A Profit and Loss Account is prepared at the end of the year and thereafter the profits (or losses) between the two periods are allocated:
(i) From the date of purchase to the date of incorporation or pre-incorporation period;
(ii) From the date of incorporation to the closing of the accounting year or post-incorporation period.
Steps may be suggested for ascertaining profit or loss prior to incorporation:
Step I:
A Trading Account should be prepared at first for the whole period, i.e., between the date of purchase and the date of final accounts, in order to calculate the amount of gross profit.
Step II:
Calculate the following two ratios:
i) Sales Ratio:
Amount of sales should be calculated for the pre-incorporation and post-incorporation periods.
(ii) Time Ratio:
It is calculated after considering the time period, i.e., one is required to calculate the period falling between the date of purchase and the date of incorporation and the period between the date of incorporation and the date of presenting final accounts.
Step III:
A statement should be prepared for calculating the amount of net profit before and after incorporation separately on the following principle:
(i) Gross Profit should be allocated for the two periods on the basis of sales ratio which will present the gross profit for the two separate periods, viz. pre-incorporation and post- incorporation.

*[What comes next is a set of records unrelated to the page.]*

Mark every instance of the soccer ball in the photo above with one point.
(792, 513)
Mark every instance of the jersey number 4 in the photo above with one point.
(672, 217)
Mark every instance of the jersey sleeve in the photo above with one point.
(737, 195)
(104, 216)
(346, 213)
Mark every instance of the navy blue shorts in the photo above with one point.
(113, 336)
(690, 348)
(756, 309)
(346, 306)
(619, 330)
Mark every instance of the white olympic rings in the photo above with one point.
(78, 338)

(ii) Fixed Expenses or expenses incurred on the basis of time, viz., Rent, Salary, Depreciation, Interest, etc. should be allocated for the two periods on the basis of time ratio.
(iii) Variable Expenses or expenses connected with sales should be allocated for the two periods on the basis of sales ratio.

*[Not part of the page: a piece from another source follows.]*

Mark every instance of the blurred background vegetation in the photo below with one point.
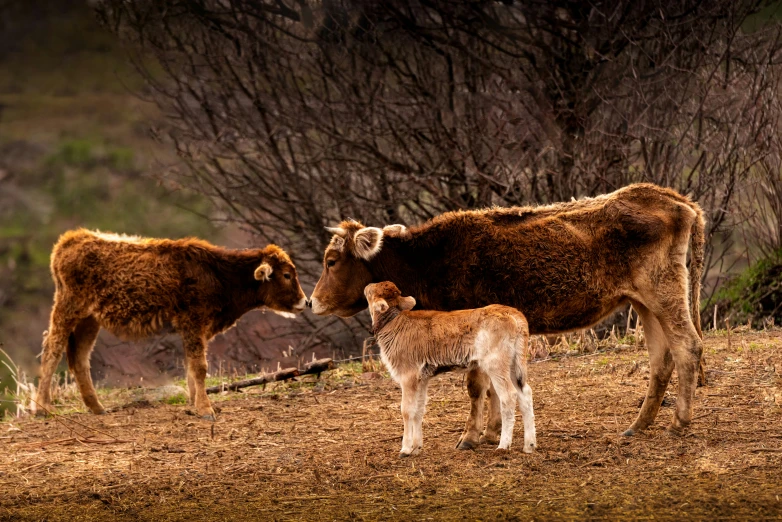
(75, 151)
(249, 122)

(iv) Certain expenses, viz., partners’ salary, directors’ salary, preliminary expenses, interest on debentures, etc. are not apportioned since they relate to a particular period. For example, partners’ salary is to be charged against pre-acquisition profit whereas directors’ remuneration, debenture interest, etc. are to be charged against post-acquisition profit.
(a) Gross Profit
(b) Selling Expenses
(c) Advertisement
(d) Carriage Outwards
(e) Godown Rent
(f) Discount Allowed
(g) Salesmen’s Salaries
(h) Commission to Salesmen
(i) Promotion Expenses for Sales
(j) Distributions Expenses (Variable Portions)
(k) Free Samples given
(l) Expenses incurred for After-Sale Service, etc.
(m) Delivery Van Expenses.
(a) Office and Administration Expenses
(b) Salaries to Office Staff
(c) Rent, Rates and Taxes
(d) Depreciation on Fixed Assets
(e) Printing and Stationery
(f) Insurance
(g) Audit Fees
(h) Miscellaneous Expenses
(i) Distribution Expenses (Fixed Portion)
(j) Travelling Expenses (General)
(k) Interest of Debenture
(l) General Expenses
(m) Expenses Fixed in Nature.
(a) Pre-incorporation Profit:
Since “Profit prior to Incorporation” is a Capital Profit the same should be written off against:
(i) Preliminary Expenses Account
(ii) Formation Expenses Account
(iii) Liquidation Expenses Account
(iv) Write down the value of Fixed Assets, if any
(v) Goodwill Account
(vi) Balance, if any, transferred to Capital Reserve.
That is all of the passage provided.